One might ask how we can best love the enemies of the environment. Well, how would we best hate them? Medea asks that question in the play bearing her name, and comes to the conclusion that the best way to hate an enemy is to destroy his children, and so she murders her cruel husband’s sons, though they are her sons also. To love my enemy in the most extreme and radical way is to love his children—to fight his shortsighted policies and practices so that his children can enjoy a world of clean air and drinkable water and renewable land. The environmentalist who seeks to save her soul even as she fights to save the earth will answer, when asked what she is fighting for, “I am fighting for the children of my enemies.”
Of course a Christian cannot speak of love for very long without speaking of God’s love. For a remarkable glimpse of that, we might turn to the writings of an extraordinary English mystic known as Julian of Norwich. Some six centuries before our planet was photographed from outer space, she described a similar vision of its beloved precariousness.
“And in this vision [Jesus] showed me a little thing, the size of a hazelnut, lying in the palm of my hand, and to my mind’s eyes it was as round as any ball. I looked at it and thought, ‘What can this be?’ And the answer came to me, ‘It is all that is made.’ I wondered how it could last, for it was so small I thought it might suddenly disappear. And the answer to my mind was, ‘It lasts and will last for ever because God loves it . . .’”

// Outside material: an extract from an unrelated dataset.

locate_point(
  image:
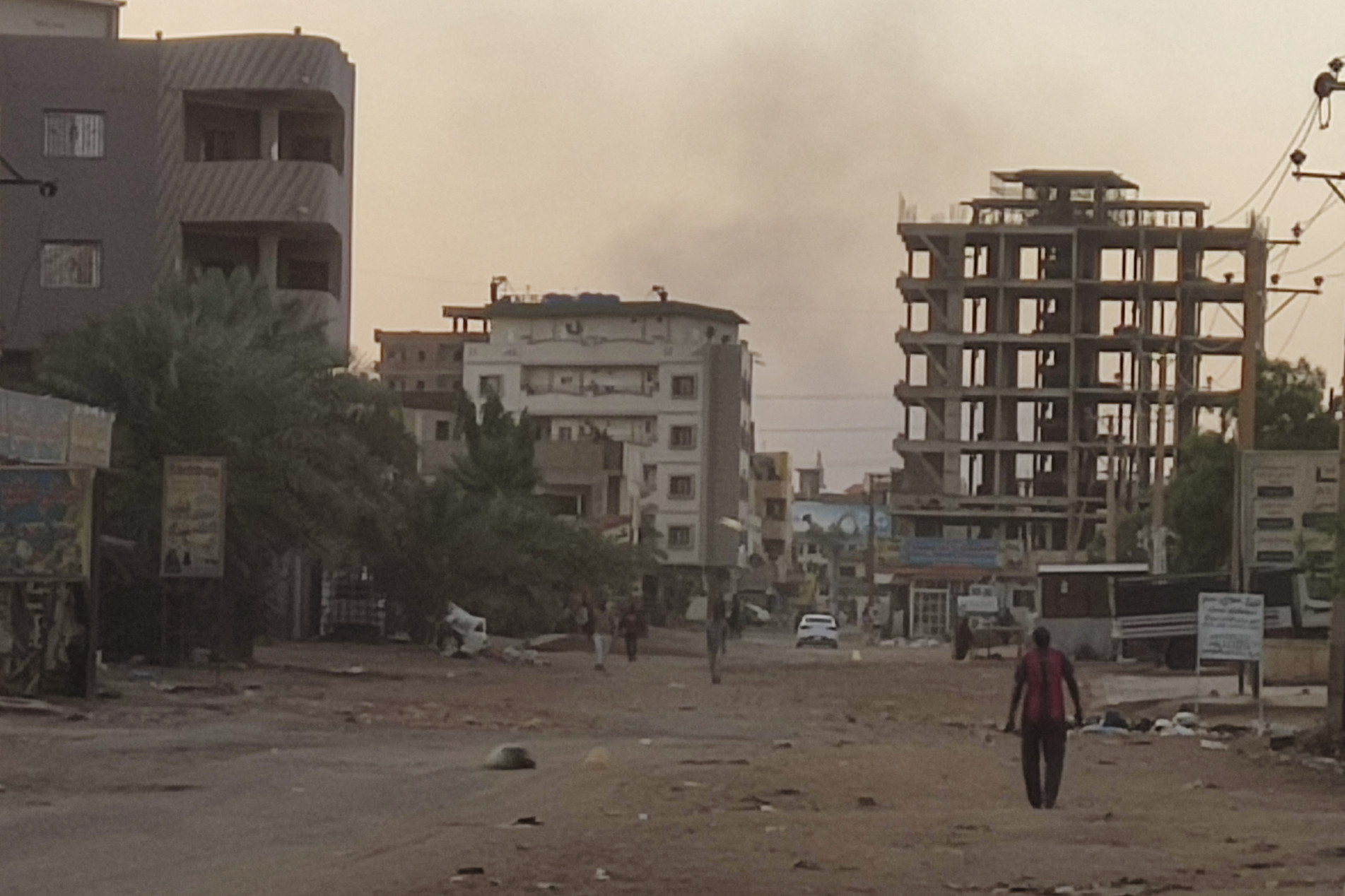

Julian’s vision leaves me with a question, which I shall in turn leave with you: If God loves that little hazelnut-sized creation so much, then why does he put it into Julian’s hands? “God so loved the world,” says a verse in the Gospel of John, “that he gave his only begotten son . . .” Apparently God so loved his sons and daughters that he also gave them his only created earth—but to what end? That they might abuse it, forsake it, put it to a shameful death? Why does God place the things he loves in our hands—unless he believes that we might eventually make our painful progress toward loving them as God does? We Christians talk a lot about faith, our human faith, but if Mother Julian is telling the truth, it would seem that God has faith in human beings. I almost wish he didn’t. Nevertheless, we have arrived at an unavoidable decision, one both timeless and very much of our moment: Will we prove worthy of God’s faith?